Он был единственным рыцарем из всего Пятого Рима, кто никогда не пользовался псевдонимами, понимая это профанацией и дурновкусием. Имя дал ему отец, пусть незаконный, но зато – государь император Павел Петрович; матерью же была тогдашняя фаворитка Павла Софья Чарторыйская. И менять имя даже на время, даже во имя неких высших интересов, Великий отказывался наотрез.
Официально мичман Семен Великий считался пропавшим без вести в тысяча восьмисотом году в районе Антильских островов во время страшного шторма.
Шторм там действительно был, но сам Великий находился к тому времени уже совсем в другом месте.
Долгие годы он провел в учениках, а затем и помощниках у знаменитого унгана ле Пелетье на острове Гаити (собственно, именно поэтому он впоследствии и пошел по медицинской части) и в деле унгана весьма преуспел; и именно там на него обратил внимание знаменитый некроном барон Рудольф фон Зеботтендорф (вошедший в гаитянский инфернальный фольклор под несколько искаженным именем Барон Суббота), сдружился с ним, вывез его в Европу и представил нужным людям.

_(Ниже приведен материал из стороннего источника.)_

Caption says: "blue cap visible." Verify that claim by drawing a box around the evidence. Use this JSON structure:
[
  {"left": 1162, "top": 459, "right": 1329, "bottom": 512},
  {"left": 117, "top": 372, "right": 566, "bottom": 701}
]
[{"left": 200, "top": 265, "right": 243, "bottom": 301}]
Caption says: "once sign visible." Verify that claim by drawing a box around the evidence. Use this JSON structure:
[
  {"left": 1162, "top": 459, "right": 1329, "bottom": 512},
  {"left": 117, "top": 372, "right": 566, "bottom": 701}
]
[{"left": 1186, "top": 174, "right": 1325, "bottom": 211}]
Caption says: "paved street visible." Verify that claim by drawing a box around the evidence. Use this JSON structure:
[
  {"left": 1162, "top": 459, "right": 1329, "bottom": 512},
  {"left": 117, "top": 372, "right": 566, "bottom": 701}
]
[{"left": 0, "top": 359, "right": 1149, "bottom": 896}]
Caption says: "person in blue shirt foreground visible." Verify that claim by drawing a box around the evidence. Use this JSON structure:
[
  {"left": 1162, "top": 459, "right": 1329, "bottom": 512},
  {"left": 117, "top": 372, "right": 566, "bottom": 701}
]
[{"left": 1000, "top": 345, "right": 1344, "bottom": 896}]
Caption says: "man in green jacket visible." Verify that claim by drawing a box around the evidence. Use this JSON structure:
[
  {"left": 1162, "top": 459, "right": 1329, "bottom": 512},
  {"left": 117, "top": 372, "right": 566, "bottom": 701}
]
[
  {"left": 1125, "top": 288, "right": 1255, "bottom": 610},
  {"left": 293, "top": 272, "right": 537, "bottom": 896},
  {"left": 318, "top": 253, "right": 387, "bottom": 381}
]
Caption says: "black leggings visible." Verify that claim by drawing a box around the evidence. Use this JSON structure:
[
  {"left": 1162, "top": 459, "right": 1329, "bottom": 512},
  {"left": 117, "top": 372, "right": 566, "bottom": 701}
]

Семен Павлович сравнительно быстро разобрался в положении вещей, послал всяческих рыцарей и розенкрейцеров в известном всякому русскому человеку направлении – и стал искать свой особый путь. В этих поисках он неизбежно наткнулся на Якова Вилимовича, поскольку все дороги в те годы вели в Пятый Рим. («Кстати, а почему именно Пятый?» – спросил в свое время Николай Степанович у Брюса. «Так ведь Четвертому-то не быти,» – доходчиво объяснил Брюс.)
После исчезновения Брюса именно Великий остался в Московском капитуле Ордена за старшего. К нему и бросился было Николай Степанович по возвращении из Заира – тогда, в памятном шестьдесят восьмом. Следовало что-то предпринимать в связи с необычными находками:
И Великий его не узнал.
То есть не так: он, конечно, узнал своего старого доброго знакомца, путешественника и пациента, но – не младшего собрата по Ордену. Будто сквозь симпатическое стекло смотрел он на Николая Степановича, радостно хлопотал по холостяцкому своему жилищу, с притворным ужасом воспринял еще недавно привычное обращение «mon prince» и абсолютно не мог понять, чего же от него хочет дорогой гость.
Это было по-настоящему страшно.
Это было даже страшнее – поскольку неожиданно – чем потом, позже, когда Николай Степанович осознал до конца, что остался один.
И сейчас, на панихиде, стоя с непокрытой головой рядом с людьми, которых он знал многие десятилетия не только по именам и фамилиям, но и по тайным делам и почетным титулам, он оставался один. Рыцари славного Пятого Рима, великие и малые таинники, постарели, обрюзгли, утратили былой блеск глаз – потому что забыли, что полагается им жить долго и бурно. Забыли они и способ, каковым это достигается.
В шестьдесят девятом, оправившись немного от первоначального потрясения, Николай Степанович уединился, придумав какой-то смехотворный предлог, с маршалом Ордена Фархадом, в миру – дворником Гильметдиновым, а в прошлом – великим полководцем Михаилом Скопиным-Шуйским, в его дворницкой. За непритязательной беседой о злых нравах москвичей, протекающей под аккомпанемент легко льющегося пива, Николай Степанович ввел коллегу в состояние глубочайшего гипноза (что в нормальных условиях явилось бы грубейшим, непростительным нарушением субординации) – и там, в недрах чужого темного сознания, встретил умирающего рыцаря.